Four new booths in Indianapolis City Market will provide a space for Black restaurant owners to get their start. A new program with the Indy Black Chamber of Commerce and Bank of America launched Aug. 3 to bring more Black restaurant owners into City Market and provide them with guidance to continue their business after they leave.
The kitchen incubator called S.O.U.L (Supporting Our Unique Locals) was funded by a grant from Bank of America and will provide fully equipped kitchen spaces and help with setup costs. The four new restaurants are Naptown Hot Chicken, Chef Wuan’s Kitchen, Two Crazy Ladies and T Street Eatz.
The chamber saw a need for more vendors at City Market after seeing so many leave, said Anita Williams, Indy Black Chamber of Commerce board chair. So, they asked for an opportunity to put four caterers into the market to grow their restaurants. The kitchen will be available to Black caterers and food truck owners who need more space.
The program will also provide classes focused on food safety, menu creation and marketing, Williams said.
The goal is to create a “revolving door” for restaurant owners “to grow and outgrow” City Market, Williams said.
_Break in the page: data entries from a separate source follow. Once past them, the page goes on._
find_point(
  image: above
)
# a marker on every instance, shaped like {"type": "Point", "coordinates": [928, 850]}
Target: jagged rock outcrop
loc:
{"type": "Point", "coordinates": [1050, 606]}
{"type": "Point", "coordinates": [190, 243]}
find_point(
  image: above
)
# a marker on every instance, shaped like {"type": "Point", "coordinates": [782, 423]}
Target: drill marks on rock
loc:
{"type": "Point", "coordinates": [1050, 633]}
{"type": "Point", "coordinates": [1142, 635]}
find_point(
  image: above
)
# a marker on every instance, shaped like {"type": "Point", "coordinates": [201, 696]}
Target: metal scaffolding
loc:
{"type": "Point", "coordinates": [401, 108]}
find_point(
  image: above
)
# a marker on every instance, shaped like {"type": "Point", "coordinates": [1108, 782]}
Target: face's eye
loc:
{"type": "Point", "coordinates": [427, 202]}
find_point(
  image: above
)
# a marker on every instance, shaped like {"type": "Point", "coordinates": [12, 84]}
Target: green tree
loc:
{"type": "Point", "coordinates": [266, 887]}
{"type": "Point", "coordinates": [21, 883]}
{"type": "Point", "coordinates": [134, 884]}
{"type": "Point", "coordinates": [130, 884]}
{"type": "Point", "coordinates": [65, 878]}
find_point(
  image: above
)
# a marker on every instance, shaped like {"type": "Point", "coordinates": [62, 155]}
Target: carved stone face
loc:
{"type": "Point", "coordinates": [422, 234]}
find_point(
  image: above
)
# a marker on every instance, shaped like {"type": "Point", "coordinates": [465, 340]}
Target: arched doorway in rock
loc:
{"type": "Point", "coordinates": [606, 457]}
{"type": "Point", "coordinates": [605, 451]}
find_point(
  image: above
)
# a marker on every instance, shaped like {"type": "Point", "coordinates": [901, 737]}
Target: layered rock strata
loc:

Tasha Claytor, a business owner in the program, was looking for a way to support her family during the pandemic. On top of being a full-time registered nurse, she was doing Lyft, DoorDash and Instacart to keep her family afloat.
That venture was put on hold when her grandmother, Alberta, died at the end of July. Two weeks later, a voicemail sparked inspiration.
“One day for her last birthday, I made some food for her,” Claytor said. “I was making a trip for her, a memorial trip, and I got a voicemail ranting and raving about how good my food was. And I was like, that’s it. I can cook.”
Taking bits and pieces of recipes from her grandmother and the excitement of presentation from her mother, Claytor created T Street Eatz.
Having a space in City Market will provide more stability for her business by allowing them to be open more consistently, rather than sporadically like they were operating before.
“This basically is to help build a foundation for our kids and then show that we can do it, we can own a business,” Claytor said.
Chef David Brown, owner of Naptown Hot Chicken, was also looking for his passion. His upbringing in Haughville has been an inspiration to continuously move forward, do better and stay local, he said.
Brown has been in the food industry for about 15 years after an eight-year stint in the Navy and Army. Going from a rescue swimmer to a chef brings on a different kind of heat, but he said it made for a smooth transition.
After serving, he got his master’s degree and searched for his next adventure. He wanted something easy but unique, he said. His twist on the Nashville Hot Chicken is a liquidized sauce instead of the original hot breading. He hopes to inspire others to “keep growing and keep going.”
“Always keep your goals, make big goals, accomplish those goals, and set more goals,” Brown said.